The extended testing of key components is to enable performance data (manufacturing, bending and welding) to be gathered on a range of advanced materials including T24, HCm12, TP310 N, HR3c, Alloy 714, Alloy 617 and Alloy 740. The test program of approximately 20,000 operating hours will provide data on:

- In-plant monitoring
- Determination and evaluation of residual service life
- In-service inspection
- Operational testing of Ni-based alloys for tubes, pipes and valves
- Gathering of information on magnetite layer on the rib on internal rifled tubes
- Assessment of the operational behavior of all components
- Determination of flue gas corrosion and steam oxidation behavior of the materials
- Determination of erosion effects due to soot blowing

The test results from CTF operation will be evaluated.

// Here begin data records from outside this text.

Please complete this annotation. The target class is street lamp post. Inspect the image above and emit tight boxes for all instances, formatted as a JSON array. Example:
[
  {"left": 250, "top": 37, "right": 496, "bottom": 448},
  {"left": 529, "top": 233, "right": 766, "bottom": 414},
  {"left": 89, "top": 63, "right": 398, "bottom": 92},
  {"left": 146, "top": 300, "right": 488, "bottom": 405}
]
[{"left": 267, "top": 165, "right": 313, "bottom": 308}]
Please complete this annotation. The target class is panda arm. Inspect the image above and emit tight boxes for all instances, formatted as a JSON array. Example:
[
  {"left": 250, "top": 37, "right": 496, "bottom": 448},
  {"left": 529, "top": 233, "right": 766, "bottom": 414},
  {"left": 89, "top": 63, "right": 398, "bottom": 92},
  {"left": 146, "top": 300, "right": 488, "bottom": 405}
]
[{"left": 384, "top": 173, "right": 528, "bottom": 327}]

The driving force behind the COMTES 700 project was a grouping of European power generators collectively known as the EMAX Power Plant Initiative. From this group a consortium was formed to support the project with a substantial financial contribution. Members of this consortium are EDF (France), Electrabel (Belgium), Elsam (Denmark), EnBW (Germany), PPC (Greece), RWE (Germany) and Vattenfall (Sweden/Germany). The project is steered by the COMTES700-partners consortium and co-ordinated by VGB.

==Project participants==
The AD700 program overall has involved numerous participants from across Europe. They include companies specializing in the supply and development of power plant equipment, material testing institutes and major utilities.

===Participants===
The AD700 Program Phase 2 project participants are listed below:
- Tech-wise A/s
- ALSTOM (Switzerland) Ltd
- ALSTOM Power Boiler GmbH
- ALSTOM Power Ltd
- ALSTOM Power
- Ansaldo Caldaie
- Ansaldo Ricerche
- Babcock-Hitachi Europe GmbH
- BOHLER Edelstahl GmbH & Co KG
- Burmeister & Wain Energy A/S
- Centro Sviluppo Materiali S.p.A.
- CESI Spa
- Doncasters FVC Ltd
- EDF R&D
- EDF-SEPTEN
- Eindhoven University of Technology
- ENEA CRF
- Energi E2 A/S
- EPPSA
- Fortum Power and Heat Oy
- Goodwin Steel Castings Ltd
- GRUPO EDP - Electricidade de Portugal
- Holter Regelarmaturen Gmb & Co KG
- KEMA Nederland B.V
- Mitsui Babcock Energy Limited
- RWE Power AG
- Saarschmiede GmbH
- Sempell AG
- Siemens Aktiengesellschaft
- Technip Germany GmbH
- VGB PowerTech e.V.
- VOEST-ALPINE GIESSEREI LINZ GmbH
- VOEST-APLINE GIESSEREI TRAISEN GmbH.

==Conclusions==
The development of a 700 °C steam power plant to operate on coal in combination with biomass will enable a reduction of CO_{2} emissions of around 40% compared with the most advanced USC power plants operating today. This will bring the emissions from a combined coal-biomass fired 700 °C power plant close to the figures of gas-fired combined cycle plants. The 700 °C steam power plant offers a flexible technology with minimized CO_{2}-emission based on coal - the most reliable energy source in the world. Further, it gives the demanded production flexibility in order to stabilize a grid with a high amount of unpredictable renewable energy input. The technical realization of a 700 °C steam power plant depends on a successful development and qualification of advanced ferritic, austenitic and Ni- based alloys. With respect to austenitic and Ni-based alloys, promising results have been achieved. The economic criterion for the realization of a 700 °C steam power plant is a realistic budget price. The consumption of large quantities of expensive Ni -based alloys has significant influence in this respect, and a successful development of an improved ferritic steel to be used at temperatures up to 650 °C would improve the situation.